After I did put the Jails online, I noticed that none of the applications which I have in Jails' /etc/rc.conf won't start. I did not have this problem before upgrading. I have searched the logfiles and the internet, but I haven't found any information about this problem.

I can start some Jail service by adding the jail_jail1_exec_start command in the host OS'es /etc/rc.conf, but for me this isn't good solution.

All help is respected.

- folivora


----------



## SirDice (Jun 15, 2011)

Please post the relevant bits from your host's /etc/rc.conf.


----------



## folivora (Jun 15, 2011)

Here is the host OS /etc/rc.conf


```
#JAIL
jail_enable="YES"
jail_list="jail_1"
jail_set_hostname_allow="NO"
jail_procfs_enable="NO"
```


```
#JAIL SECTION
#JAIL 1
jail_jail_1_rootdir="/usr/jail/jail_1"
jail_jail_1_hostname="jail_1"
jail_jail_1_interface="re0"
#jail_jail_1_exec_start="/usr/local/sbin/apachectl restart"
jail_jail_1_exec_start="/usr/sbin/sshd"
#jail_jail_1_exec_start="/usr/local/sbin/oidentd"
jail_jail_1_ip="xxx.xxx.81.4"
jail_jail_1_devfs_enable="YES"
jail_jail_1_devfs_ruleset="devfsrules_jail"
```

I have disabled those few lines, because sshd must start. Others can be started manually from the Jail, but it is not very useful.

- folivora


----------



## SirDice (Jun 15, 2011)

Remove all the *_exec_* entries. Start the services inside the jail using the 'normal' way, i.e. enabling them in /etc/rc.conf. Treat a jail like you would treat any normal stand-alone system.


----------



## folivora (Jun 15, 2011)

Thank you SirDice.

I removed all _exec_ entries. It seems that oidentd and pdnsd needed rc script. Should apache and  mysql have rc scripts?

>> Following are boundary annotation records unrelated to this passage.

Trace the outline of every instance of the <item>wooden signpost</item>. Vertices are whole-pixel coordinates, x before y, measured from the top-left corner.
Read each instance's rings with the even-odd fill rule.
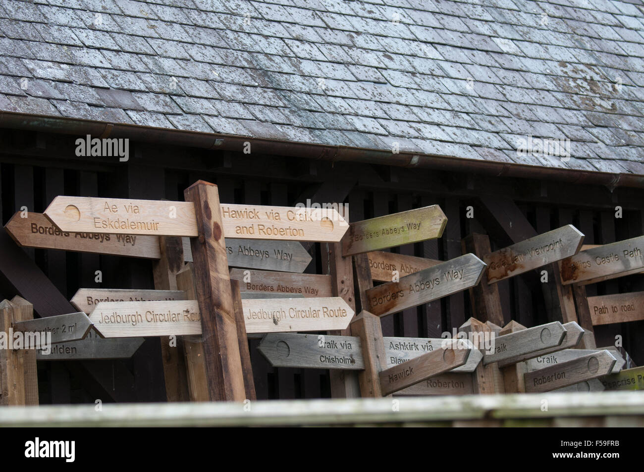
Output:
[[[264,292],[281,294],[285,298],[292,295],[333,296],[330,276],[234,269],[231,270],[231,278],[239,281],[242,292]]]
[[[352,223],[342,240],[345,257],[440,238],[447,217],[437,205]]]
[[[388,366],[395,366],[441,348],[443,339],[384,337]],[[463,344],[471,350],[467,363],[451,372],[472,372],[482,354],[468,340]],[[272,333],[260,343],[260,352],[274,367],[343,369],[365,368],[360,338],[323,334]]]
[[[644,236],[587,249],[560,263],[564,285],[594,283],[644,269]]]
[[[644,292],[588,297],[592,325],[644,319]]]
[[[103,339],[92,328],[84,339],[52,346],[52,352],[36,352],[39,361],[98,361],[129,359],[145,341],[142,337]]]
[[[390,282],[395,272],[399,277],[404,277],[440,264],[442,261],[417,258],[414,256],[374,250],[367,254],[371,276],[379,282]]]
[[[483,256],[488,283],[494,283],[576,254],[583,241],[572,225],[544,232]]]
[[[52,344],[82,339],[91,328],[91,322],[82,312],[15,322],[14,331],[50,333]],[[29,337],[25,336],[25,341]]]
[[[528,353],[558,346],[564,341],[565,335],[564,326],[554,321],[495,337],[493,352],[483,353],[483,364],[500,363]]]
[[[104,301],[149,301],[185,300],[183,290],[131,290],[129,288],[79,288],[70,303],[91,315],[96,306]]]
[[[341,297],[242,301],[247,333],[343,330],[354,310]]]
[[[90,319],[105,337],[201,334],[194,300],[102,301]]]
[[[472,254],[366,290],[368,310],[384,316],[466,290],[478,283],[485,263]]]
[[[569,385],[603,377],[612,370],[617,359],[603,350],[527,373],[526,392],[549,392]]]
[[[212,211],[212,210],[210,210]],[[221,204],[224,237],[292,241],[339,241],[346,222],[337,210]],[[57,196],[45,216],[63,231],[198,236],[189,202]]]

I am asking this because, I am not sure about that could I be missing some rc scripts from my Jails?


----------



## SirDice (Jun 15, 2011)

folivora said:
			
		

> Should apache and  mysql have rc scripts?


Yes, they do. Have a look in /usr/local/etc/rc.d/ (in the jail of course  ).


----------



## folivora (Jun 15, 2011)

Yes I noticed this. 

rcorder lists contents of /usr/local/etc/rc.d/. 

But when I restart the jail from host OS none of the content of /usr/local/etc/rc.d/ isn't run.

I don't know if my upgrade of this has somehow failed.


----------



## SirDice (Jun 15, 2011)

The biggest question is, are those services enabled in the jail's /etc/rc.conf?


----------



## folivora (Jun 15, 2011)

Yes the command are enabled in jail's /etc/rc.conf. This problem did appear after upgrading to RELEASE-8.2.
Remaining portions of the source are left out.